La programmation convenue dans le cadre de la CPCFQ est élaborée conjointement pour une période de deux années (biennie) en fonction des thèmes cibles et des priorités définies par les gouvernements québécois et français, et fixées lors des Rencontres alternées des premiers ministres québécois et français.

Voir la programmation

Acteurs

La Commission permanente de coopération franco-québécoise est appuyée par les opérateurs et les organismes partenaires qui jouent un rôle important dans la coopération franco-québécoise.

L’Office franco-québécois pour la jeunesse (OFQJ)

L'OFQJ est un organisme bigouvernemental dont le but est de favoriser les échanges entre jeunes Français et Québécois de 18 à 35 ans. Depuis sa création en 1968, plus de 100 000 jeunes professionnels, entrepreneurs, artistes et étudiants ont pu vivre, avec leur aide, une expérience en France ou au Québec tout en acquérant des connaissances ou habiletés liées à leur formation.

En savoir plus sur l’OFQJ

Le groupe France-Québec de coopération économique (GFQCE)

Depuis 1974, la coopération franco-québécoise est soutenue, sur le plan économique, par un groupe de travail distinct : le GFQCE qui réunit des représentants des gouvernements québécois et français. Il a pour mandat de promouvoir et de coordonner la coopération économique entre le Québec et la France et d’assurer le suivi des décisions des premiers ministres. Depuis 1990, les sessions annuelles du GFQCE se tiennent alternativement en France et au Québec, souvent en région.

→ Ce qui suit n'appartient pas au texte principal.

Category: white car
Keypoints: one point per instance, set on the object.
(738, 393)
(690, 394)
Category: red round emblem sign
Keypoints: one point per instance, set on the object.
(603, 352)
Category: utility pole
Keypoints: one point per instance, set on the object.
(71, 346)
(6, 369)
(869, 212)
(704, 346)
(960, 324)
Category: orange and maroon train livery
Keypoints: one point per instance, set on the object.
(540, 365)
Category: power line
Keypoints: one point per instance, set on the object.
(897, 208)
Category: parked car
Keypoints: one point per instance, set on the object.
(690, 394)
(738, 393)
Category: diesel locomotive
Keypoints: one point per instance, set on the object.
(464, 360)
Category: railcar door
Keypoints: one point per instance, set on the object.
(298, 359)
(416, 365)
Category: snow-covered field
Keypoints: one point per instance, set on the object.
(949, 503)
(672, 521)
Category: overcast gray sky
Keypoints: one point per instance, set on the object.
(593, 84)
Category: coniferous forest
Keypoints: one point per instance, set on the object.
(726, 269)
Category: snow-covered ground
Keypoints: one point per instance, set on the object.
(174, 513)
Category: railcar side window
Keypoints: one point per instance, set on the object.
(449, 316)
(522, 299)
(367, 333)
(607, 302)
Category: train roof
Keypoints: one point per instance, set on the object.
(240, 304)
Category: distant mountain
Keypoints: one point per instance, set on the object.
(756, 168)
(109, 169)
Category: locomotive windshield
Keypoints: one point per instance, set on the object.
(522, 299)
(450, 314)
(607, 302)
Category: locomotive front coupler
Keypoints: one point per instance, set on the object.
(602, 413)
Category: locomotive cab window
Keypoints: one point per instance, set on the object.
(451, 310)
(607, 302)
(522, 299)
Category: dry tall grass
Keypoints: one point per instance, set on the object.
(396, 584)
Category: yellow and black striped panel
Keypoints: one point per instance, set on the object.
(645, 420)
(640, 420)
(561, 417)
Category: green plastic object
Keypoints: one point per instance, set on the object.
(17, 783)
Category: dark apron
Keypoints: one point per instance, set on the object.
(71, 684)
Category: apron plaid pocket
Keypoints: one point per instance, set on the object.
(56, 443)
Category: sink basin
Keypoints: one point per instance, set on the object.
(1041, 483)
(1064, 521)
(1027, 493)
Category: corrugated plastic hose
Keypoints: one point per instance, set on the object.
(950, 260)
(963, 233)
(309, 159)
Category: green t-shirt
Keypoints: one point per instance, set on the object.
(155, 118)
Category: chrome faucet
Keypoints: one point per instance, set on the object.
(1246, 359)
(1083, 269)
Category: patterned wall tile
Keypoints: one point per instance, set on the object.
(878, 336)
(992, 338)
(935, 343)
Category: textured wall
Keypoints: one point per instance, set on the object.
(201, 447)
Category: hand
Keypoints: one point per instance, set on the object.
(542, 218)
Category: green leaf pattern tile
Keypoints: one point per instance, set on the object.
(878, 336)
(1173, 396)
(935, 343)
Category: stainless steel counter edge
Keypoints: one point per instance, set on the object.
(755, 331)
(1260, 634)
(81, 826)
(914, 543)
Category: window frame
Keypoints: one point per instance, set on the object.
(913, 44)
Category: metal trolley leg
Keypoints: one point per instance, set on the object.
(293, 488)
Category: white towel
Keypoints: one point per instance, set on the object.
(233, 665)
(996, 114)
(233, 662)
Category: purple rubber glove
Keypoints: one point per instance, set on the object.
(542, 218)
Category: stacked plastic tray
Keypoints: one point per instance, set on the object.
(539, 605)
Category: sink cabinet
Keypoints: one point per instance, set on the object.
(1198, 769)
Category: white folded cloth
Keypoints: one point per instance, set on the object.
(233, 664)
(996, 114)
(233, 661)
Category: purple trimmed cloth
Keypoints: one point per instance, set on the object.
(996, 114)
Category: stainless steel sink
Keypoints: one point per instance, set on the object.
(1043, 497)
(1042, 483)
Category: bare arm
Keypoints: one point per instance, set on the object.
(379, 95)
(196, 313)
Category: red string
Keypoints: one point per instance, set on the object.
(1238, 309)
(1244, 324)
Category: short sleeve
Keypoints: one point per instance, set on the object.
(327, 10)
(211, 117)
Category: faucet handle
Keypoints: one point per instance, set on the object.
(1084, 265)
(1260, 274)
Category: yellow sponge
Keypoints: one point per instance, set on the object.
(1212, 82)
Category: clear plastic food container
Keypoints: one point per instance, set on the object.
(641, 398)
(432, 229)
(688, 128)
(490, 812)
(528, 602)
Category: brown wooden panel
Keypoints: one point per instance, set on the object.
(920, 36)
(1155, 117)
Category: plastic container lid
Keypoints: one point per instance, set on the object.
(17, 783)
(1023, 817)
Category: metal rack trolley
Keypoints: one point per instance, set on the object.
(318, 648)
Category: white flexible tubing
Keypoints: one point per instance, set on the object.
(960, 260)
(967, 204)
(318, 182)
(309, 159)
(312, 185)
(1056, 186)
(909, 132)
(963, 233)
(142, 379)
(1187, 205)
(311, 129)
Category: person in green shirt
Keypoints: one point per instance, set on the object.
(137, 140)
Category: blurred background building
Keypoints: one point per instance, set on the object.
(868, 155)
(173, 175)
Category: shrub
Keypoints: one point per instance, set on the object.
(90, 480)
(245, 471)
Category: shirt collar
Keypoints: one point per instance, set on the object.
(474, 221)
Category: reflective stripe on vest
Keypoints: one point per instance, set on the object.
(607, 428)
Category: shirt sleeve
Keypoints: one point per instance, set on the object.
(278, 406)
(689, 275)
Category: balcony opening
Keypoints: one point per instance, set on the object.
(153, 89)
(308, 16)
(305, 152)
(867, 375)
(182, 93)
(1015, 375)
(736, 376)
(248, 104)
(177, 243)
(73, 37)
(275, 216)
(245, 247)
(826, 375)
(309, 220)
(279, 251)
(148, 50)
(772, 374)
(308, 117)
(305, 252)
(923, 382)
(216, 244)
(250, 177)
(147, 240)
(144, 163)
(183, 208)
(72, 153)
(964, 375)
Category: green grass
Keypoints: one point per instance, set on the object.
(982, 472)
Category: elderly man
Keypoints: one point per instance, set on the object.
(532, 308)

Le Conseil franco-québécois de coopération universitaire (CFQCU)

Le CFQCU est un mécanisme de coordination institutionnelle entre les organismes et ministères français et québécois concernés par la coopération universitaire. Il a pour mission de soutenir la coopération universitaire, notamment en établissant un dialogue permanent entre la France et le Québec dans ce secteur.

En savoir plus sur le CFQCU

 

Programmation

La CPCFQ procède par appels à projets diffusés sur les sites Internet du ministère des Relations internationales et de la Francophonie du Québec et du ministère des Affaires étrangères de la République française. La CPCFQ regroupe plusieurs appels à projets dans différents secteurs d’activité.

Pour plus d’informations, consultez la section Appels à projets sur le site Internet du Ministère.

Les feuilles de routes avec les régions françaises

Les feuilles de route de la Délégation générale du Québec à Paris (DGQP) permettent de valoriser la coopération avec les régions françaises. Ces feuilles sont signées par la déléguée générale du Québec à Paris et les présidentes et présidents des régions concernées. Elles permettent de convenir des thèmes prioritaires de la coopération. Elles peuvent générer des projets pour le FFQCD.

De 1994 à 2015, la DGQP a établi des feuilles de route (appelées plans d’action jusqu’en 2016) avec six régions françaises : Alsace, Aquitaine, Île-de-France, Midi-Pyrénées, Poitou-Charentes et Rhône-Alpes. Ces régions sont considérées comme prioritaires dans les divers secteurs d’activité économique, culturelle et sociale. Depuis 2016, le renouvellement des feuilles de route tient compte des changements apportés dans le découpage et les appellations des régions françaises à la suite de la réforme territoriale.